Son témoignage est poignant :
Si je meurs, ce sera mieux, au lieu de rester à souffrir. Personne ne vient me voir. Dans la situation dans laquelle je suis, c’est plutôt l’idée de la mort qui trotte dans ma tête.
Maurice Pierre Francillette, Capesterrien touché par la précarité
Jean-Claude Bikou habite, lui, à la section Cacador-Routhier. Il est originaire de Bouillante.
Aujourd’hui sans emploi, il est aussi diminué physiquement, après avoir été opéré de la jambe. Il doit subvenir aux besoins de son épouse, malade. Tous deux vivent dans une maison sans aucun confort, ni service essentiel : ils n’ont ni eau, ni électricité, des seaux remplacent les toilettes et la salle de bains. Le sol est semé de trous, les murs fragiles sont imbibés d’eau. C’est Jean-Claude qui s’occupe du ménage et de la cuisine. Dans la marmite, bien souvent, les fruits de leur jardin créole : fruits à pain, bananes et autres légumes pays. Ils ont aussi des bêtes, dans l’arrière-cour.
Mais ils ont une vie sans joie.
Ça me fait de la peine. Je pleure. Je m’assois, je réfléchis et l’eau coule de mes yeux. Je nourris les bêtes et je reste là. Je fais une petite marche, je fais un aller-retour sur le chemin, pour ne pas rester sur place, sinon je vais perdre la tête !
Jean-Claude Bikou, touché par la précarité
Plusieurs familles de la commune manquent de tout. Mais elles ne se font pas forcément connaître des services qui pourraient les soutenir, selon la directrice du Centre communal d’actions sociales (CCAS), qui ne demande qu’à leur venir en aide ; sans doute par pudeur...
Ils ont peur que l’on sache leur situation, ce qu’ils vivent vraiment. Ce n’est pas facile de dire qu’on est dans la misère. On a honte.

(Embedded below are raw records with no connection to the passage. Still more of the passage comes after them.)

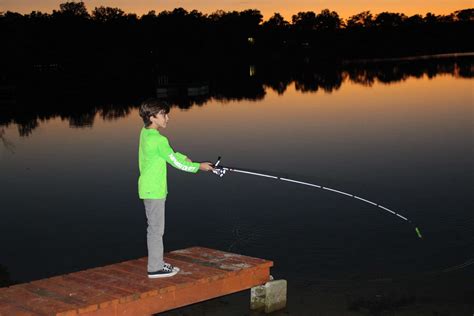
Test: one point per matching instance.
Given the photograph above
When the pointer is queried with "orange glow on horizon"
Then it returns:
(345, 8)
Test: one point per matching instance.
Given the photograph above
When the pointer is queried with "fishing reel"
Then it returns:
(220, 171)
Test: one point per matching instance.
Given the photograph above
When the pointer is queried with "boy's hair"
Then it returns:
(152, 107)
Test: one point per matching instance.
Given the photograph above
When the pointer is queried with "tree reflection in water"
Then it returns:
(78, 98)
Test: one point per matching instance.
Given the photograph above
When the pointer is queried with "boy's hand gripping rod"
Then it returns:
(221, 171)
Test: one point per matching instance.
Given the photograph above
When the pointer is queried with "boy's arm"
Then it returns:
(177, 160)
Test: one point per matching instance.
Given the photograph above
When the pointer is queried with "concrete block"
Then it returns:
(269, 297)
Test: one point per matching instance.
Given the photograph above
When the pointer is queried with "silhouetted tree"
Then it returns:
(360, 20)
(328, 21)
(73, 9)
(276, 21)
(107, 14)
(304, 21)
(389, 20)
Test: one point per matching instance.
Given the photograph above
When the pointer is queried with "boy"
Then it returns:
(153, 154)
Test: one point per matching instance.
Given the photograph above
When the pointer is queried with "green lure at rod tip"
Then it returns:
(418, 232)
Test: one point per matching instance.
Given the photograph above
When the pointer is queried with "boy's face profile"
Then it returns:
(159, 120)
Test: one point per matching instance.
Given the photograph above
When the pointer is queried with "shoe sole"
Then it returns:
(167, 275)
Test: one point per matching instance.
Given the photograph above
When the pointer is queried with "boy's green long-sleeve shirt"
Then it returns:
(153, 154)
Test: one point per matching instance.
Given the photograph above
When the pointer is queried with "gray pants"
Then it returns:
(155, 214)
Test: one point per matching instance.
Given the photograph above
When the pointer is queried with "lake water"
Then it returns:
(69, 194)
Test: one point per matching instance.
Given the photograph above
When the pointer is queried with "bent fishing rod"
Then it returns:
(221, 171)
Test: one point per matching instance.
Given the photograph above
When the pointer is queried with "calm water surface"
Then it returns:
(69, 195)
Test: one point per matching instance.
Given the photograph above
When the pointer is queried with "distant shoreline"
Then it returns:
(409, 58)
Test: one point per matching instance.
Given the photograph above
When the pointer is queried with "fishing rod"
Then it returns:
(221, 171)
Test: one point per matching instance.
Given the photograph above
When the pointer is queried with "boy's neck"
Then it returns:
(153, 126)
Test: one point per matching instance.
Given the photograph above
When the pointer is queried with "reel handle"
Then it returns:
(217, 162)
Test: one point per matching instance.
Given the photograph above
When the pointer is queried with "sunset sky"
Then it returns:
(345, 8)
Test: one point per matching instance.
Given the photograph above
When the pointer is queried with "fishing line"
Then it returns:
(221, 171)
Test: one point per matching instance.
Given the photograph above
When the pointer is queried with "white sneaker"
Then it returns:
(163, 273)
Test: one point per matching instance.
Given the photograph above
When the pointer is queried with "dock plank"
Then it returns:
(125, 289)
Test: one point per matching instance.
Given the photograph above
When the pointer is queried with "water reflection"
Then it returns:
(5, 277)
(38, 96)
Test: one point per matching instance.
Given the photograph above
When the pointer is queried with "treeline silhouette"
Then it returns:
(46, 94)
(72, 36)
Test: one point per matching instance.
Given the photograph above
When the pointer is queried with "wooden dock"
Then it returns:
(125, 289)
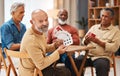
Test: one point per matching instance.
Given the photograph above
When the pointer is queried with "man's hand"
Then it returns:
(61, 49)
(94, 39)
(58, 42)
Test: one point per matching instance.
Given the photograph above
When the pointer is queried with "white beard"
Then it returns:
(62, 22)
(43, 30)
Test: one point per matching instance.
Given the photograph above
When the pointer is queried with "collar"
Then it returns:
(107, 28)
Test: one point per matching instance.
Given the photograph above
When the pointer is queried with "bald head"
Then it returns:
(39, 20)
(38, 13)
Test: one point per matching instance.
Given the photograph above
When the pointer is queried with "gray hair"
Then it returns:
(15, 6)
(109, 10)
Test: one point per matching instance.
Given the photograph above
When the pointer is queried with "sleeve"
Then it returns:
(37, 56)
(50, 48)
(75, 36)
(6, 34)
(49, 36)
(115, 43)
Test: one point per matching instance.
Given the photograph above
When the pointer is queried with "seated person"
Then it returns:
(34, 43)
(106, 38)
(62, 18)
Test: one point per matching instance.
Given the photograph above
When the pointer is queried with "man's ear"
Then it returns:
(31, 21)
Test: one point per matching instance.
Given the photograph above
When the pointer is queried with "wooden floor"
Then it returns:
(88, 70)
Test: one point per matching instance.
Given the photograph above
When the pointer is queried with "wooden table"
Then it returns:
(71, 49)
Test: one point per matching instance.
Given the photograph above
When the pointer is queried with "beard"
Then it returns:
(42, 29)
(62, 22)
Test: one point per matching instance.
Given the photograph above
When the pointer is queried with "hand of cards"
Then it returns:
(64, 35)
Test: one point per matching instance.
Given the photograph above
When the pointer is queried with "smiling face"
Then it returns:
(62, 16)
(18, 14)
(40, 21)
(106, 18)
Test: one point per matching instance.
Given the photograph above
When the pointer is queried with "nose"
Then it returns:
(45, 23)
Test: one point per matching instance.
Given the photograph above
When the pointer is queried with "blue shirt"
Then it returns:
(10, 34)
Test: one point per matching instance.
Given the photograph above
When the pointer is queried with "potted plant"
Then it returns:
(82, 25)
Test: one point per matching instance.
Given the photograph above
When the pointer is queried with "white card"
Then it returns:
(65, 36)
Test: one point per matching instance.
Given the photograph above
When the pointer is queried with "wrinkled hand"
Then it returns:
(89, 38)
(62, 49)
(58, 42)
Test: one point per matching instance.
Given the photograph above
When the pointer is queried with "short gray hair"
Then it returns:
(108, 9)
(15, 6)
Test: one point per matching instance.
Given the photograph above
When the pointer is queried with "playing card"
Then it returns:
(65, 36)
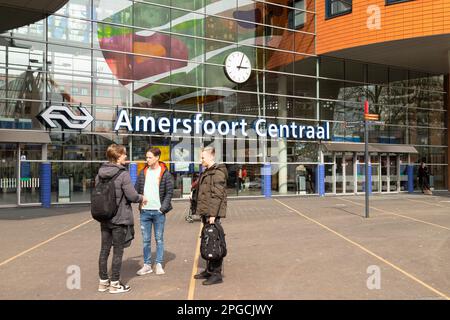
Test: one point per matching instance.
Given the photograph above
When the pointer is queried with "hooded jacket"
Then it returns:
(124, 188)
(165, 187)
(212, 193)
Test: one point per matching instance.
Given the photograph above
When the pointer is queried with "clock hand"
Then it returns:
(240, 64)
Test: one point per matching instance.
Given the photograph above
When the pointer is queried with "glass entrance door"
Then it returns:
(349, 173)
(8, 174)
(375, 164)
(384, 163)
(393, 173)
(340, 185)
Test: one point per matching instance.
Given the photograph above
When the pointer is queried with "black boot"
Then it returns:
(202, 275)
(214, 279)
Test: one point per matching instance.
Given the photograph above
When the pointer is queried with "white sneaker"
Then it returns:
(144, 270)
(103, 285)
(159, 269)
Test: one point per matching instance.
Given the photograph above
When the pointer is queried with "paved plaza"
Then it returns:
(279, 248)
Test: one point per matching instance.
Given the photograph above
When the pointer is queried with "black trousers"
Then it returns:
(213, 267)
(112, 236)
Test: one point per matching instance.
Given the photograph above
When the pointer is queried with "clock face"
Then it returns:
(238, 67)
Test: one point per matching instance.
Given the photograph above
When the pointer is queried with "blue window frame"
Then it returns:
(388, 2)
(296, 17)
(336, 8)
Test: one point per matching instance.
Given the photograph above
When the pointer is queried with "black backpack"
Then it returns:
(213, 245)
(103, 199)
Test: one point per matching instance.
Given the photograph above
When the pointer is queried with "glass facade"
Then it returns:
(166, 58)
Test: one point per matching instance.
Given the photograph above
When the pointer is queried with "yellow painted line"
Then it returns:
(44, 242)
(426, 202)
(194, 267)
(400, 215)
(369, 252)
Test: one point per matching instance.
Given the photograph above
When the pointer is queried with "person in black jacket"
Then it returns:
(156, 183)
(114, 231)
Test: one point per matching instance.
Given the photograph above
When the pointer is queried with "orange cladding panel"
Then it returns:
(374, 22)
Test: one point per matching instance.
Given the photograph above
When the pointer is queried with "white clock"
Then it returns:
(238, 67)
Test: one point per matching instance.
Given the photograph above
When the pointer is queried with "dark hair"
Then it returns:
(209, 149)
(155, 151)
(114, 152)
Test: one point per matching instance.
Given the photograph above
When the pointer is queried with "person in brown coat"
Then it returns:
(211, 206)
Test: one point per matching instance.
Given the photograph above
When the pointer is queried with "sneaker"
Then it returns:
(202, 275)
(144, 270)
(159, 269)
(103, 285)
(117, 287)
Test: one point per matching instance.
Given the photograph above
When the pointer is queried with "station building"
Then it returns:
(69, 69)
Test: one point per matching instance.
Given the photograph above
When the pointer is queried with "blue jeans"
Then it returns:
(157, 219)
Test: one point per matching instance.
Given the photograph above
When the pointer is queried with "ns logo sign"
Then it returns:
(65, 116)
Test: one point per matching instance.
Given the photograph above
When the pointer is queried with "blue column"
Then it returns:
(320, 180)
(266, 173)
(133, 172)
(410, 171)
(45, 178)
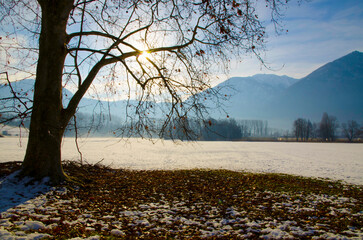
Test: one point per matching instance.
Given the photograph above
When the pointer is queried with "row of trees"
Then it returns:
(327, 129)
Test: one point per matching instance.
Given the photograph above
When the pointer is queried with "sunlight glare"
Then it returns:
(144, 56)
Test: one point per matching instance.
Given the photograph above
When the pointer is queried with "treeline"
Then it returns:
(327, 130)
(221, 130)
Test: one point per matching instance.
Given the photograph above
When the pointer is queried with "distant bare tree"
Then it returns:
(302, 129)
(328, 127)
(165, 50)
(351, 130)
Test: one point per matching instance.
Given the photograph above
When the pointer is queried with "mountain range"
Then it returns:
(335, 88)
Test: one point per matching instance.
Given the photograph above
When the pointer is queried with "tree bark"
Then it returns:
(43, 154)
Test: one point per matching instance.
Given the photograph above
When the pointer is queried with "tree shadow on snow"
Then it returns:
(15, 191)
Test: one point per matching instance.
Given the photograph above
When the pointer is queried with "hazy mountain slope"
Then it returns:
(336, 88)
(249, 95)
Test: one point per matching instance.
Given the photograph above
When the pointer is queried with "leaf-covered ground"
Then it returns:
(187, 204)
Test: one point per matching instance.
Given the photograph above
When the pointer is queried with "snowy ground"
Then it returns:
(28, 212)
(338, 161)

Souvent, ces gens viennent, mais sont très réticents, ou bien ils ne viennent pas du tout. Nous sommes obligés quelques fois, après des signalements, d’aller vers ces personnes.
Maryse Fédéro, directrice du CCAS de Capesterre-Belle-Eau
Maryse Fédéro qui explique aussi que son service est régulièrement sollicité par des demandeurs de colis alimentaires. Dans notre archipel, des familles et, donc, des enfants aussi, n’ont parfois pas de quoi manger. Pour leur venir en aide, le CCAS compte notamment sur l’un de ses partenaires : la Banque Alimentaire.
Journée bien-être à la Maison Saint-Vincent
Dans le quartier d’Assainissement, à Pointe-à-Pitre, la Maison Saint-Vincent, Centre d’hébergement et de réinsertion sociale qui accueille notamment des personnes en situation de grande précarité et sans domicile fixe, proposait, ce mardi de 10h00 à 15h00, un évènement spécial, au profit des personnes démunies. Il y avait au programme une animation musicale, un repas festif et, pour valoriser les usagers, des ateliers coupes de cheveux et de massages. Un défilé de coiffure a été organisé ; une fresque de photos a aussi été réalisée.
Les bénéficiaires ont été partie prenante de l’organisation de ce moment convivial.
Cette année, ça fait aussi 30 ans que l’association existe (...). Il était important pour nous d’accompagner ces personnes, surtout un jour comme aujourd’hui. La misère change de visage, elle évolue. Nous avons plus de jeunes, beaucoup plus de personnes de grand âge et le secteur associatif doit pouvoir se mobiliser, pour pouvoir répondre à cette urgence.
Isabelle Rouin, directrice générale de la Maison Saint-Vincent
À noter que cette association, comme la Banque Alimentaire et d’autres structures qui œuvrent localement contre la pauvreté comptent sur la solidarité des Guadeloupéens ; des dons peuvent leur être adressés.